Artist's Model, 1910, Vladimir Tatlin
Vladimir Tatlin was born in 1885. His father was a railway engineer in Kharkiv (eastern) Ukraine. His mother was a poet. Tatlin began as an icon painter in Moscow, where he attended the Moscow School of Painting, Sculpture and Architecture. He was also a professional musician, playing the Ukrainian-bandurist (a plucked string instrument). Tatlin's earliest painted work dates from about 1910, his Artist's Model (above). The Fish Monger (below) dates from the following year. Both are Expressionist, though the latter has a distinctly Cubist quality at a time when Picasso and Braque, in Paris, were still working out the finer points of the style.

The Fish Monger, 1911, Vladimir Tatlin
To make ends meet, while waiting for his "big break" which turned out not to be all that big, Tatlin worked designing sets and costumes for the Russian theater as seen in his monumental designs for Glinka's Ivan Susanin (below), from 1912-14 and his costume design, for A Life for the Tsar (Ivan Susanin, right), from 1913. During the years prior to the Revolution, Tatlin was also regarded as a progenitor of Con-structivist art with his counter-reliefs and three-dimensional constructions made of wood and metal. Though he did not regard himself as a Con-structivist, and objected to many of the movement's basic tenets, Tatlin conceived these sculp-tures as a means of questioning the traditional ideals of art. Later prominent constructivists included Varvara Stepanova, Alexander Rodchenko, Manuel Rendón Seminario, Joaquín Torres García, László Moholy-Nagy, Antoine Pevsner and Naum Gabo.

Sketch for stage set, Glinka's Ivan Susanin, 1912-14, Vladimir Tatlin
After the disappointment in not seeing his spiraling tower rise from the broad plazas of St. Petersburg, Tatlin returned to painting, finding much to admire in the Constructivist tendencies involved with Cubism as seen in his Constructivist, Obra (below), from 1920.

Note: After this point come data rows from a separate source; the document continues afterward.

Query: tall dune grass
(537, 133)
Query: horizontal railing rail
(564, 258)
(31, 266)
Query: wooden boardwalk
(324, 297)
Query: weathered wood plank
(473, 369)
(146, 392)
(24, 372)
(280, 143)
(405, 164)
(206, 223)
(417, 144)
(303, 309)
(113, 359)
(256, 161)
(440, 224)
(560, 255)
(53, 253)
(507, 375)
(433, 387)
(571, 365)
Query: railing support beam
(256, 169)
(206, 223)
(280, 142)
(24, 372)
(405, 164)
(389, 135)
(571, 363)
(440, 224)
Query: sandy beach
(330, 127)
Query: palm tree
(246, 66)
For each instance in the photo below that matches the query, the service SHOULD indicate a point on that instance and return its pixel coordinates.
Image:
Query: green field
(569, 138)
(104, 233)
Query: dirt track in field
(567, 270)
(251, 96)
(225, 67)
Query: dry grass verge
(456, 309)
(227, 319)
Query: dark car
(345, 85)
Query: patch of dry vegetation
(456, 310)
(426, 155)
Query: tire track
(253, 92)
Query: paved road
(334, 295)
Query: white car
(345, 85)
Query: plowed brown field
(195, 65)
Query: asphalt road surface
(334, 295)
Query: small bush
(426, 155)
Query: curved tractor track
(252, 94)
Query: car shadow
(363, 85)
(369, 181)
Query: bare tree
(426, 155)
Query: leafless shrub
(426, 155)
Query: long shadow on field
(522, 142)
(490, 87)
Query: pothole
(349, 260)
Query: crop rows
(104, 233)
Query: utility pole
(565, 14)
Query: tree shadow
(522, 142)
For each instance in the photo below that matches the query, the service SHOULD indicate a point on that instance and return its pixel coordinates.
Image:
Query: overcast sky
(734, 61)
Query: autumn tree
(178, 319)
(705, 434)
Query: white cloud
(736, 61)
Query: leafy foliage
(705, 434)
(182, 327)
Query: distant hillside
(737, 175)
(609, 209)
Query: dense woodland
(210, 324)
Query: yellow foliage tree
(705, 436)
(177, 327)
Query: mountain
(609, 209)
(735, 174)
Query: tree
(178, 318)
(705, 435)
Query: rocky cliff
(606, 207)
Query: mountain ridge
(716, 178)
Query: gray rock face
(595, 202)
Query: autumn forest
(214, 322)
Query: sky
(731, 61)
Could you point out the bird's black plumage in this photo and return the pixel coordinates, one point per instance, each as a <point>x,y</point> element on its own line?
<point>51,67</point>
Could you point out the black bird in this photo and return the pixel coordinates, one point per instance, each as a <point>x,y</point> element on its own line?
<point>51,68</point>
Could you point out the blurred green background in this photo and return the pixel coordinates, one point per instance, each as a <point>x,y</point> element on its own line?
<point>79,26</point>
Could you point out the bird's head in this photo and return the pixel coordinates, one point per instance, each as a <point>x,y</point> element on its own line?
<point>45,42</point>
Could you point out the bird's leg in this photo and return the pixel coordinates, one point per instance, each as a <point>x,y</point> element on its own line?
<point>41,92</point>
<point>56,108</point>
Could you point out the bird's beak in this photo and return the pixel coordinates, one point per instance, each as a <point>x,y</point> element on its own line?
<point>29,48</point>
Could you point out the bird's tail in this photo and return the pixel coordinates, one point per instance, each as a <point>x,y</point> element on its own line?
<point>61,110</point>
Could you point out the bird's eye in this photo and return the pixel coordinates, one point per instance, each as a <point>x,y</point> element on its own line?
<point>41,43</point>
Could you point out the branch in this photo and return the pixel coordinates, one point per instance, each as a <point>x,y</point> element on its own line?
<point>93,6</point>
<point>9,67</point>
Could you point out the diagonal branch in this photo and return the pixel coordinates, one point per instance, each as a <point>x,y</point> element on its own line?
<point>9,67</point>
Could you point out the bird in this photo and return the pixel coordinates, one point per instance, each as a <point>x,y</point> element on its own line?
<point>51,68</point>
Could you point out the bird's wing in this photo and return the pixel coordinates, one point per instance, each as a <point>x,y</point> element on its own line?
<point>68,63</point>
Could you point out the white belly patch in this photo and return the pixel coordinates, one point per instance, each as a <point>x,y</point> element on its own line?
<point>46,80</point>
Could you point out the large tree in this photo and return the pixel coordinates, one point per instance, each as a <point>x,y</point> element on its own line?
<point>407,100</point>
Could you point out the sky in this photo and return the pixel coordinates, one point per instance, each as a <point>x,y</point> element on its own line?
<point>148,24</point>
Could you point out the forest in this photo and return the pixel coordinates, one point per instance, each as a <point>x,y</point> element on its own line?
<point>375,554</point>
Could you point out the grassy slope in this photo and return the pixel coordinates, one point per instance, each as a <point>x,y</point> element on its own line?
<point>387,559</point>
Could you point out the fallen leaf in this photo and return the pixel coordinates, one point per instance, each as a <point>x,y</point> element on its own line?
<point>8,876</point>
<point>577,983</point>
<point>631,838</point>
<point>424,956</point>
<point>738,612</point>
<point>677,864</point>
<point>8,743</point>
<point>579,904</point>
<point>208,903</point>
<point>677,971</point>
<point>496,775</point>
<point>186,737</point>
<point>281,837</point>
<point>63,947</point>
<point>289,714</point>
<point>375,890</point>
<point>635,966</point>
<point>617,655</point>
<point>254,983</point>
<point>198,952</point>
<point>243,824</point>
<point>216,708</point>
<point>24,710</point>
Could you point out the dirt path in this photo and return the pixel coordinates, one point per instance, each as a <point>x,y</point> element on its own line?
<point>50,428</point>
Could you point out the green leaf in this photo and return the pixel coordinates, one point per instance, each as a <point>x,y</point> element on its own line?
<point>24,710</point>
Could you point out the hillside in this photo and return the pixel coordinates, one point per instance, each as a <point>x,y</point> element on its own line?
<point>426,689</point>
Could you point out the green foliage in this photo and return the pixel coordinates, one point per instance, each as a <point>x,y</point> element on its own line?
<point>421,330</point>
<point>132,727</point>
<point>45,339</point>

Cubist Constructivism, Obra, 1920, Vladimir Tatlin.
During the 1930s, Tatlin began to turn his design and engineering skills toward manned flight (despite the fact that he was largely retreading over disappointing science and aeronautical engineering from some thirty years earlier). His model making skills, demonstrated in his conception and design of the Tatlin Tower, stood him in good stead as he tried getting back to the basics of human-powered flight (below). Unfortunately, neither his humans, their muscles, nor his designs were up to the task. After the war, Tatlin returned to painting, this time in a more realistic form of Expressionism as seen in his alarmingly raw Meat (below) from 1947. Vladimir Tatlin died in 1953 at the age of sixty-eight, having never seen his tower rise higher than a couple dozen feet in the form of two models, one in London, the other at the Pompidou Center in Paris. Tatlin's influence has, nonetheless, made itself felt as the result of lasting designs of his Modern Art furniture (bottom). His Tatlin Chair is at bottom, right, while the red sofa (bottom, left) is a 1989, Tatlin-inspired, piece by the Italian designers, Canarizi and Semprini, manufactured by the furniture company, Edra. It would appear to be an ingenious way to torment overnight guests. "Sure, you're welcome to sleep on the sofa". The original model of that sofa just sold for over five-thousand dollars.